In this instance, the Policy was considered “more in the nature of a bargain with an exchange of undertakings and assurances or promises“,  rather than directions to employees. The Full Court was satisfied that these factors together established ‘mutual obligations’ between the employer and employee. 

The Policy did contain language of discretion, which reserved the right to change, resolve or not apply the Policy.  However, the Full Court found that no steps had been taken to exercise that discretion in this instance.  In other words, the employer had not indicated that it was electing not to follow the Policy based on an available discretion.

The Court found that the employer had contravened the policy by treating the email as a formal complaint and combining it with separate allegations from the captain about her competency. 

Consequences of breach

The Full Court did not decide on the consequences of the employer’s breach, or the value of any damages that might arise.  Instead, the Full Court remitted these questions back to the trial judge for determination.  As such, it remains to be seen as to whether the employer’s breach will, in fact, lead to any significant damages award.

In the meantime, the Full Court’s decision highlights the need for carefully-worded policies about investigation (and other employer procedures), in order to allow  for flexibility to fit a process to individual circumstances. 

The case is also a timely reminder that policies should be reviewed before embarking on investigation processes, or other procedures that have been recorded in policy documents.

If an employer intends to use an available discretion to deviate from its policies, it should take steps to make clear why it is exercising the discretion, and the process to be followed, prior to embarking on that process.

See: Romero v Farstad Shipping (Indian Pacific) Pty Ltd [2014] FCAFC 177 (22 December 2014)

Closing the Book on Bullying Orders

The Fair Work Commission has revoked anti-bullying orders upon the application of a complainant employee (applicant) who advised that the orders had been effective, and were no longer required.

Back in March 2014 the Fair Work Commission (FWC) published its first substantive orders in response to a claim brought under new anti-bullying laws that commenced on 1 January 2014 (see our post on the orders made here).

In Applicant v Respondent (AB2014/1052), a number of orders were made by the FWC to specify certain administrative controls designed to stop the applicant and respondent from being in direct contact in circumstances where bullying conduct was substantiated. One interesting feature of the orders was that they were not bound in time, and had potential to operate indefinitely where the parties made no further application to the FWC.

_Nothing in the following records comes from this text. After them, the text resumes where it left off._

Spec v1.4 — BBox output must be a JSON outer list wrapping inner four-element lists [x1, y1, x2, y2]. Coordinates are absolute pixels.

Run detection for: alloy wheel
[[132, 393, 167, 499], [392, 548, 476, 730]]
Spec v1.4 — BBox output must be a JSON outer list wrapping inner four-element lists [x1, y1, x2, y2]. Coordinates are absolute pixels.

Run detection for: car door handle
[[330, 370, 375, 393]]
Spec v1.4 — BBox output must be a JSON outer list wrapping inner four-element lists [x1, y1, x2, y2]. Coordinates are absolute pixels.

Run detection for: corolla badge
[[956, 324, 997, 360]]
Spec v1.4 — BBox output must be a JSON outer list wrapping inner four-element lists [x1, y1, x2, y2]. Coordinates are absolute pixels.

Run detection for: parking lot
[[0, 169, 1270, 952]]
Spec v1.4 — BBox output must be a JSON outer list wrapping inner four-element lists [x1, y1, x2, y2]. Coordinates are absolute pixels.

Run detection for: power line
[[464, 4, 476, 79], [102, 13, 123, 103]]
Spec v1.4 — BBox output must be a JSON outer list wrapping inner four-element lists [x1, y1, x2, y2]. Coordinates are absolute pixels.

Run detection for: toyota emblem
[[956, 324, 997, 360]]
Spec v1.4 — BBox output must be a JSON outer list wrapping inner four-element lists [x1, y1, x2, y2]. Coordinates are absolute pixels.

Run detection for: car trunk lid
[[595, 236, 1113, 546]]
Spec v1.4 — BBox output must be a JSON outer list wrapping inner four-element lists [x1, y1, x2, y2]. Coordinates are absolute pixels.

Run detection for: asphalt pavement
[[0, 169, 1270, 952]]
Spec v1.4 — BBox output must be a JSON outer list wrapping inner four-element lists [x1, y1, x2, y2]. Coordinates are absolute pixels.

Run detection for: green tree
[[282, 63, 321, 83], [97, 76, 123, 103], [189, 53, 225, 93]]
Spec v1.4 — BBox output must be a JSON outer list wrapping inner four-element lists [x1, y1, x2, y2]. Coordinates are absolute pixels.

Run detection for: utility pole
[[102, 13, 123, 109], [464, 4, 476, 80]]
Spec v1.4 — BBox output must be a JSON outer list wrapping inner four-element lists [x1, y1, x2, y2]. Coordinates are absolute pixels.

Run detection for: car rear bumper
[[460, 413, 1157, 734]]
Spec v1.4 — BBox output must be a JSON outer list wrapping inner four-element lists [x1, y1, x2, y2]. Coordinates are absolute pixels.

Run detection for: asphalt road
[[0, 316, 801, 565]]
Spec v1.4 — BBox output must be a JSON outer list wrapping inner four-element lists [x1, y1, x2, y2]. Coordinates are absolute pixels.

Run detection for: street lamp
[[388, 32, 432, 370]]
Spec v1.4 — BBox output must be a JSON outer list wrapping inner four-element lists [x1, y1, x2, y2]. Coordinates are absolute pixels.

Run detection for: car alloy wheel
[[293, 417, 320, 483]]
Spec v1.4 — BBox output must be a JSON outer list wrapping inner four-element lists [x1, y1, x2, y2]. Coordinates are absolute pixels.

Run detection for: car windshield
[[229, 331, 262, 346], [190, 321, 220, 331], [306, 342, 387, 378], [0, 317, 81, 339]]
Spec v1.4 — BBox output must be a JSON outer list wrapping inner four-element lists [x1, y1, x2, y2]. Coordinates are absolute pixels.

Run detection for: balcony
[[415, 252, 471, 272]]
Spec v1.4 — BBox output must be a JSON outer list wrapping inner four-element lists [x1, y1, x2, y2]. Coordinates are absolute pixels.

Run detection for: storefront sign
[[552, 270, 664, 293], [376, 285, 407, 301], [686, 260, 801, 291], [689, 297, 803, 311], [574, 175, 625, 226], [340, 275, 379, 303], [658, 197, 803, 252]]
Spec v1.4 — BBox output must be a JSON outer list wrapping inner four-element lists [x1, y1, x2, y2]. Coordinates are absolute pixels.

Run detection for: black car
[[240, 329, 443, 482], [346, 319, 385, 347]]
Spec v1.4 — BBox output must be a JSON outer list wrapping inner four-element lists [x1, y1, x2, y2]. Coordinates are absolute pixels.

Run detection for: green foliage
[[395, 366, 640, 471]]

The orders made in March 2014 were later varied in September 2014 to specify further administrative controls on the interactions between the applicant and respondent, including in relation to their email contact and discussion of work-related issues (amongst other things). However, at the time of the variation, it was contemplated that future circumstances might permit the FWC to dismiss all orders made so that the relationship of the applicant and respondent could be managed at the workplace, independently of the FWC.

In December 2014, Senior Deputy President Drake revoked the September 2014 orders following receipt of a letter from the applicant. The letter indicated that the applicant believed it appropriate to remove the orders.  In the applicant’s letter (which forms part of SDP Drake’s decision), the applicant acknowledged the positive nature of the FWC’s intervention.

This case, which has now resolved, demonstrates that the FWC does have the capacity to assist in resolving workplace conflict in the context of a continuing employment relationship. SDP Drake’s decision also provides an example on how new anti-bullying laws operate in practice, highlighting the ability of an applicant to approach the FWC to remove orders which are no longer necessary.